|Title||Generating Rationales to Support Formative Feedback in Adaptive Testing|
|Publication Type||Conference Paper|
|Year of Publication||2017|
|Authors||Gierl, M, Bulut, O|
|Conference Name||IACAT 2017 Conference|
|Publisher||Niigata Seiryo University|
|Conference Location||Niigata, Japan|
|Keywords||Adaptive Testing, formative feedback, Item generation|
Computer adaptive testing offers many important benefits to support and promote life-long learning. Computers permit testing on-demand thereby allowing students to take the test at any time during instruction; items on computerized tests are scored immediately thereby providing students with instant feedback; computerized tests permit continuous administration thereby allowing students to have more choice about when they write their exams. But despite these important benefits, the advent of computer adaptive testing has also raised formidable challenges, particularly in the area of item development. Educators must have access to large numbers of diverse, high-quality test items to implement computerize adaptive testing because items are continuously administered to students. Hence, hundreds or even thousands of items are needed to develop the test item banks necessary for computer adaptive testing. Unfortunately, educational test items, as they are currently created, are time consuming and expensive to develop because each individual item is written, initially, by a content specialist and, then, reviewed, edited, and revised by groups of content specialists to ensure the items yield reliable and valid information. Hence, item development is one of the most important problems that must be solved before we can migrate to computer adaptive testing to support life-long learning because large numbers of high-quality, content-specific, test items are required.

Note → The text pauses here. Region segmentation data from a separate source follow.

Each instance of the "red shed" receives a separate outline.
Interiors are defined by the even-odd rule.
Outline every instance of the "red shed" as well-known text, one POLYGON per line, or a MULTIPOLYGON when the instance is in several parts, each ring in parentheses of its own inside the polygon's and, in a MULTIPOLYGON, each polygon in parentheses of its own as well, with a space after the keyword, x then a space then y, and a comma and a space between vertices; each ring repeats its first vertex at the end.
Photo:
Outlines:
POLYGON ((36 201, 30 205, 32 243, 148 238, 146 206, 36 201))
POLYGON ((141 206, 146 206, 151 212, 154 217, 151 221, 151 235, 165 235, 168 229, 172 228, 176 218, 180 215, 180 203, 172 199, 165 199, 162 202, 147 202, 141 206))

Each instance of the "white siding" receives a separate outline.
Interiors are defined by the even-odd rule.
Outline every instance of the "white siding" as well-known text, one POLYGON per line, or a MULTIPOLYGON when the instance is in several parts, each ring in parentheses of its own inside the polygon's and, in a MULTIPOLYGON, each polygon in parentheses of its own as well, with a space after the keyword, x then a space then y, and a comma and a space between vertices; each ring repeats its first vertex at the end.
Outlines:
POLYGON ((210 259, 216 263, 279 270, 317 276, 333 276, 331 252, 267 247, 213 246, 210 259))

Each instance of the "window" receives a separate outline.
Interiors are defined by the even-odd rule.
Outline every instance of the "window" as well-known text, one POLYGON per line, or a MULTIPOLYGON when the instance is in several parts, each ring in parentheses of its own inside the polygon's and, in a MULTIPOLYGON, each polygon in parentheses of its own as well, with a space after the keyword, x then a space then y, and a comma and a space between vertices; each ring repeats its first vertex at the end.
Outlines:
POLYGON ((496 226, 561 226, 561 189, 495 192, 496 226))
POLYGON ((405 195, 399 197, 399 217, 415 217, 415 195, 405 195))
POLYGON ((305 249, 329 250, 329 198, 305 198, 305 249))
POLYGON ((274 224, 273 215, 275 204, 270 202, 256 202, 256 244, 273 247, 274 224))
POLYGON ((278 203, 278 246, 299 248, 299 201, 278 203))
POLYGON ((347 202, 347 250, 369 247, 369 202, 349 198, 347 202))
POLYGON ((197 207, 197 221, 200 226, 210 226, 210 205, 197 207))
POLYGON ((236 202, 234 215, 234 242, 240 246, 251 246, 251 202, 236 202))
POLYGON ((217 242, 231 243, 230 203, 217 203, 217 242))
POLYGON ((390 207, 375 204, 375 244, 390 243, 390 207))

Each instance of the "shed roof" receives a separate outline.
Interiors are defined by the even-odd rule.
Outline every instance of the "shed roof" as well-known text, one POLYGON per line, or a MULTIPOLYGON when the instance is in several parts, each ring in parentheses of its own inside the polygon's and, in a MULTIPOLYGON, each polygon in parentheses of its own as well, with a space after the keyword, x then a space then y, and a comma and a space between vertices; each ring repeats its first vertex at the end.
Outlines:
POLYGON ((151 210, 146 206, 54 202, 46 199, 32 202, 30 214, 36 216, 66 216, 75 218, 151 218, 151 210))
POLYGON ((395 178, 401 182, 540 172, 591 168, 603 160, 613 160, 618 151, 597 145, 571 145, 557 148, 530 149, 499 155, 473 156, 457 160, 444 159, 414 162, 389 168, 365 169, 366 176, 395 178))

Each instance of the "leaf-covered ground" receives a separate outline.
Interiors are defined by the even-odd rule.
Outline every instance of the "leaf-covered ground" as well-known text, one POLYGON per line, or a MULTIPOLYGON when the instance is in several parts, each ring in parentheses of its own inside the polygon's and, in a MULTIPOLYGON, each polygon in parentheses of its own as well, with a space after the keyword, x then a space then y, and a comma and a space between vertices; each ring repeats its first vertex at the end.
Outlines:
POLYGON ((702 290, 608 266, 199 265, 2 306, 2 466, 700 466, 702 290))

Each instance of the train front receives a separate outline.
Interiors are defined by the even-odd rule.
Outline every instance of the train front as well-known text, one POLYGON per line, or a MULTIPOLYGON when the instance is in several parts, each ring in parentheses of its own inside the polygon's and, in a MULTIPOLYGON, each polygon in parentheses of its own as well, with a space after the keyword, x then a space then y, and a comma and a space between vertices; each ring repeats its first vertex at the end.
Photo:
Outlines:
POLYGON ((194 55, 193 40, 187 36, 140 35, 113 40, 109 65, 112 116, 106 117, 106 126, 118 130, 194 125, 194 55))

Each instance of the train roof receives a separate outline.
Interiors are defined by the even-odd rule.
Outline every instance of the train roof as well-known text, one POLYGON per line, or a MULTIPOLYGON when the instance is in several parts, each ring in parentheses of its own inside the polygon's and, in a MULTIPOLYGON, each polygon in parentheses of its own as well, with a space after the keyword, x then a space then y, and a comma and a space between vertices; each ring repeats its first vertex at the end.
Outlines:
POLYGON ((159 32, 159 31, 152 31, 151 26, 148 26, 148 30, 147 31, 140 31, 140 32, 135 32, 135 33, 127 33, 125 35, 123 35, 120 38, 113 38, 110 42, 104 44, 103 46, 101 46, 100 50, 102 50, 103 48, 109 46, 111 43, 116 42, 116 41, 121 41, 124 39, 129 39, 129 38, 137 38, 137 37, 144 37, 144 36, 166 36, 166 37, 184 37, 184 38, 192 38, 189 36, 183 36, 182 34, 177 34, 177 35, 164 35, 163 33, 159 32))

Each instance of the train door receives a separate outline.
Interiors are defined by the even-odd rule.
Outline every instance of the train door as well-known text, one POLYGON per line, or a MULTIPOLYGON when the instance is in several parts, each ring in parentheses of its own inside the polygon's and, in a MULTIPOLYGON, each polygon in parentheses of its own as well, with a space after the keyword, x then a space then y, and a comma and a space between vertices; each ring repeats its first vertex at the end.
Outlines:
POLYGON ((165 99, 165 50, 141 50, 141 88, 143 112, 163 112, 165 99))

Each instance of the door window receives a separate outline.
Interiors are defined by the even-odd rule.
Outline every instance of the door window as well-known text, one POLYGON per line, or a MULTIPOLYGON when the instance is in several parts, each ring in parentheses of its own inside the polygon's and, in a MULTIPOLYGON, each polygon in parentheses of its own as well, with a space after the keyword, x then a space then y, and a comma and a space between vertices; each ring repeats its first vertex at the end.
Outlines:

One promising item development method that may be used to address this challenge is with automatic item generation. Automatic item generation is a relatively new but rapidly evolving research area where cognitive and psychometric modelling practices are used produce hundreds of new test items with the aid of computer technology. The purpose of our presentation is to describe a new methodology for generating both the items and the rationales required to solve each generated item in order to produce the feedback needed to support life-long learning. Our item generation methodology will first be described. To ensure our description is practical, the method will also be demonstrated using generated items from the health sciences to demonstrate how item generation can promote life-long learning for medical educators and practitioners.